AMERİKA

Wall Street, Fed’i dize getirdi: Bankacılık düzenlemelerinde büyük geri adım

Yayınlanma

Yakın geçmişteki en büyük lobi kampanyası, yasal tehditler ve şaşırtıcı siyasi müttefiklerin ardından finans sektörü, “Basel III Endgame” olarak bilinen ilk regülasyon taslağını yenilgiye uğrattı.

Amerika’nın en büyük bankaları eninde sonunda daha sert kurallarla karşı karşıya kalacak, fakat bu kurallar düzenleyicilerin istediği kadar kısıtlayıcı olmayacak.

Axios’a konuşan Michigan Üniversitesi profesörü ve Fed’in bankacılık düzenleme grubunda eski bir avukat olan Jeremy Kress, “Bu bankacılık sektörüne neredeyse tamamen teslim olmaktır,” dedi.

Kress, Fed’in “neredeyse her konuda bankalara teslim olmuş durumda” olduğunu söyledi.

İlk teklif, Silikon Vadisi Bankası (SVB) ve diğer bölgesel bankaların çöküşü henüz tazeyken gelmişti. Fed, OCC ve FDIC yetkilileri, krizin sektörün daha sıkı düzenlemelere ihtiyacı olduğunu kanıtladığını söylemişti.

Fakat yeni düzenlemelerin yüzü kabul edilen Fed’den Michael Barr bile “o anın geçtiğini” kabul etti ve o dönemde belirlenen kuralların artık fazla “muhafazakâr” göründüğünü belirtiyor.

Fed’in denetimden sorumlu başkan yardımcısı Barr salı günü yaptığı açıklamada, “Kişisel olarak hayatın size alçakgönüllülük dersini öğrenmek ve yeniden öğrenmek için bolca fırsat verdiğini gördüm,” dedi.

Teklifin özü, bankaların beklenmedik kredi kayıplarını karşılamak için ihtiyaç duydukları risk ağırlıklı varlıklar olan sermaye gereklilikleri ile ilgili.

Düzenleyiciler önce yaklaşık %20’lik bir artış önerdiler. Şimdi ise yaklaşık %9’luk bir artış öneriyorlar. Daha küçük bankalar (100 milyar doların üzerinde fakat 250 milyar doların altında varlığa sahip olanlar) artık çoğunlukla yeni kurallardan muaf tutuluyor.
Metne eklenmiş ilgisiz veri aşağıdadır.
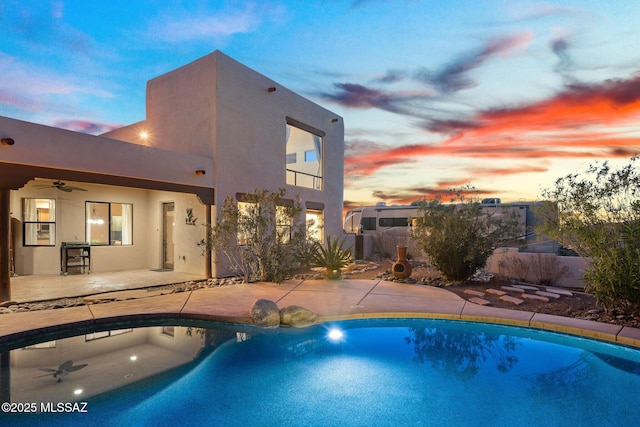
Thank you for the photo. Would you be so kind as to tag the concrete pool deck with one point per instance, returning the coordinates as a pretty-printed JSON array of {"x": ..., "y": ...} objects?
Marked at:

Bu tipteki bankalar, daha önce kurallara dahil edilmelerine rağmen şimdi bu durum tersine döndü.

Bu bankalar yine de bilançolarındaki gerçekleşmemiş zararları hesaba katmak zorunda kalacaklar ki bu, SVB’nin de çöküşüne yol açan sorundu.

Wall Street’in düzenlemeye karşı çıkışının temelinde, sektörün 2008 mali krizini takip eden yıllarda iyi bir performans sergilediği ve hatta bir güç kaynağı olduğu iddiası yatıyor.

Amerikan futbol ligi NFL maçları sırasında yayınlanan Wall Street’e ait “saldırı reklamları”nın mesajı buydu; bu reklamlar, bankalar için büyük ama alışılmadık bir kitleye hitap ediyordu.

Spor müsabakaları dışında da reklamlar reklam panoları, podcast’ler, haber yayınları gibi birçok mecrada izleyicilerin karşısına çıktı.

Reklamlar, sermaye gerekliliklerinin artırılmasının bankaları kredi vermekten geri çekilmeye iterek ekonomiye zarar vereceği ya da daha az denetlenen gölge bankacılık sistemine daha fazla kredi yönlendireceği uyarısında bulunuyordu.

Bu arada, Banka Politikası Enstitüsü bankaları, önerilen kurallar nedeniyle düzenleyici kurumlarına dava açmak gibi bir adım atmakla tehdit etti ve böyle bir davaya liderlik etmesi için güçlü avukat Eugene Scalia’yı tuttu.

Konut sektörü ve bazı Demokrat senatörler, teklifin düşük ve orta gelirli topluluklara daha az (veya daha pahalı) kredi verilmesine yol açacağından endişe ediyorlardı.

Başlangıçta kural, bankaların %20’den az peşinatlı krediler gibi özellikle riskli kabul edilen kredilere karşı daha fazla sermaye tutmaları gerektiğini söylüyordu. Bu hüküm artık geçerli değil.

Barr, banka düzenleyicilerinin geçen yılki teklifte sermaye gerekliliklerini artırmanın fayda ve maliyetlerini yeterince dengelemediğini kabul etti.

Barr, yetkililerin teklif üzerinde yeniden çalışırken bankalar da dahil olmak üzere “çok çeşitli paydaşlarla” görüştüğünü vurguladı.

Amerikan Bankacılar Birliği revizyonların memnuniyetle karşılandığını fakat “sermaye gereksinimlerindeki herhangi bir artışın ekonomi için yine de bir maliyeti olacağını” söyledi.